My thoughts on this policy
I take a rather conservative approach to business – keeping money for a rainy day always seems to work out well. I cannot see that paying out that highly is a wise idea. I’m not anti paying a dividend but common sense is telling me that 90%-110% is too high and is likely going to be used to temporarily boost the attractiveness of the shares which, in turn, drives up the price.
In my view, and generally speaking, investing in a power company is an investment in a stable business – you likely won’t get crazy capital gains but you should be able to obtain a reliable dividend yield and expect the company to not falter too badly in a tough economy (electricity supply is not something you’re likely to cancel in a hurry! _Whoops_, turns out there’s some very real risks to electricity demand – another concern I may blog about soon).
If the business is paying out ~100% of profits then that will be priced into the share price (higher price because it has a higher return). They’re also paying ~100% at a time when they have no need to invest capital in infrastructure.
What concerns me is that the moment Mighty River needs to invest in new infrastructure they will either need to:
Raise debt (which has associated servicing costs and lowers profits which, in turn, lowers dividend returns and therefore would harm the price since dividend return is likely the primary driver of their share price).
Dramatically lower their dividend to pay for the work in the medium turn to conserve profits. This would lead to a slide in the value of the shares since you’ve invested primarily because it’s a stable cash flow producing investment – not a growth share. 
Either way, it would likely result in the share price taking a reasonable hit. It’s a question of when not if they need to undertake significant capital works. It may not necessarily be a new power plant, it may be that an existing plant needs substantial work done to it.
I’m on the fence
Personally, I’m registered but waiting to see the details before making a final decision. I have several concerns like the one outlined here that I’d need to think about carefully before diving in.

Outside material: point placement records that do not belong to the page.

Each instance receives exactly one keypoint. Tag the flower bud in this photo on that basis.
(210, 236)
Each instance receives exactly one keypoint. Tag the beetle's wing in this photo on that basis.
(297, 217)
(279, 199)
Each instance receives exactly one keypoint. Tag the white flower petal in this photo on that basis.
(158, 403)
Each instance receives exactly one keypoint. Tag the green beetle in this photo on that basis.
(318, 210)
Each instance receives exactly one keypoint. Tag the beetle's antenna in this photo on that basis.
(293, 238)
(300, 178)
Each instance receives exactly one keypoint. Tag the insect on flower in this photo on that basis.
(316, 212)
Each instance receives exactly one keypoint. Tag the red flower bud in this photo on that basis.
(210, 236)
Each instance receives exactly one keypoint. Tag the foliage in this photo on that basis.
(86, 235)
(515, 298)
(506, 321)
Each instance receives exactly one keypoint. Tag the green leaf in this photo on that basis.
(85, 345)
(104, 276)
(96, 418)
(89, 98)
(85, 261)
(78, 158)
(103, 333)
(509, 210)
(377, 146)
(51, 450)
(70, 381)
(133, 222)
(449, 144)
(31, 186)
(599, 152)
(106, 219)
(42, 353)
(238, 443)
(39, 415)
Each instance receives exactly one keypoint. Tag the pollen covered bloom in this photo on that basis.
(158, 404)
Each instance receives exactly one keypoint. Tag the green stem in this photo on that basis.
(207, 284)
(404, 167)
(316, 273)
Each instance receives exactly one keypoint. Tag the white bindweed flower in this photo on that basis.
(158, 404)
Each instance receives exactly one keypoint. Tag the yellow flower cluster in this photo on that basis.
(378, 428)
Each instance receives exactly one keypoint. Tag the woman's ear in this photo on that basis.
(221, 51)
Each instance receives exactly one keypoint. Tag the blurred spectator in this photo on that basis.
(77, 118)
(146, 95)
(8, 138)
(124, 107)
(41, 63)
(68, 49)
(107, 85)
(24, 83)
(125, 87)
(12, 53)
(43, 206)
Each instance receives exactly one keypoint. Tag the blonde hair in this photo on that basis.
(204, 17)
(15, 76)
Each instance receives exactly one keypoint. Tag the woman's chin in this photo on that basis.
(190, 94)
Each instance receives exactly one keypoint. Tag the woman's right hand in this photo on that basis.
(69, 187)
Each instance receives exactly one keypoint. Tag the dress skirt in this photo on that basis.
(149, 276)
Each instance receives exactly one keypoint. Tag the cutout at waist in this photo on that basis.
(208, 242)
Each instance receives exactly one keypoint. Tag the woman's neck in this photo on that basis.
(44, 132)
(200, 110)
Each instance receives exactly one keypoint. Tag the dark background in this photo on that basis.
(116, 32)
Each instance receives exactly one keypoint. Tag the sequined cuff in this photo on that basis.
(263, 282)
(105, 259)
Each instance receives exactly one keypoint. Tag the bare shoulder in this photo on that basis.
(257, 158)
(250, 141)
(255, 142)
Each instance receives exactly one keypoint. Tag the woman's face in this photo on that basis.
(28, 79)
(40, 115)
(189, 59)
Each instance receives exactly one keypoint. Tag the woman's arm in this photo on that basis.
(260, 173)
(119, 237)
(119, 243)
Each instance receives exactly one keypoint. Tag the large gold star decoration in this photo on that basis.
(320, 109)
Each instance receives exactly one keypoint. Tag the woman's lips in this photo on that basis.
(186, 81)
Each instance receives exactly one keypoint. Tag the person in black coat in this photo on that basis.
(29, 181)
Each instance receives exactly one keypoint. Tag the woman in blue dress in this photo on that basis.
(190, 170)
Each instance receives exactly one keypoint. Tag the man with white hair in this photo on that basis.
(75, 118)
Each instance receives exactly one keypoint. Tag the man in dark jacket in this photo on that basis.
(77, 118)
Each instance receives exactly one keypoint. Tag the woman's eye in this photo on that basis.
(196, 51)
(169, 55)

Just to reiterate, these thoughts are prior to seeing any official documentation and based entirely on comments in the market and a quick skim of the 2012 annual report from Mighty River Power. I appreciate any feedback.
I’m also a long term investor typically – if you’re buying for a quick buck or are an active trader then your view of the business could be entirely different. Also, to reiterate, I’m not a financial advisor, just some guy with a website sharing his thoughts!
I appreciate that several people reviewed this blog post before publication. I didn’t get permission to name them so I won’t, but I very much appreciate their input. There’s no perfect answer to some of these points so their input helped in improving my own thinking prior to posting.
Additional notes and thoughts
 I’m told that this doesn’t necessarily mean that they would be spending savings. Utilities have big depreciation charges (non-cash) and when coupled with low capital expenditure then after-tax cash flow can be larger than net profit after tax. As mentioned, I’m not a financial expert by any stretch, but my general feeling of unease remains – they’re paying out more than I feel comfortable with.
 I learned a new term when working on this post: Agency Costs. Simplifying, as a shareholder you may not believe that the business would be spending the profits as efficiently as you might, or worse, just outright waste those profits on (perceived or real) stupid projects. In that situation you’d want the business to pay that profit out to you, the shareholder. Personally, I don’t think you should invest in a business that you believe is not well managed or where you don’t trust that the management would operate the business effectively.
 There is of course an advanced discussion on good debt and a business being able to leverage it effectively — that’s beyond the scope of this post but I’d still argue that Mighty River Power is not leaving much after their hefty dividend policy to service this without some impact on the dividend.
 They could also do other things like issue new shares but that’s beyond the scope of this chin-stroking-out-loud-pondering post.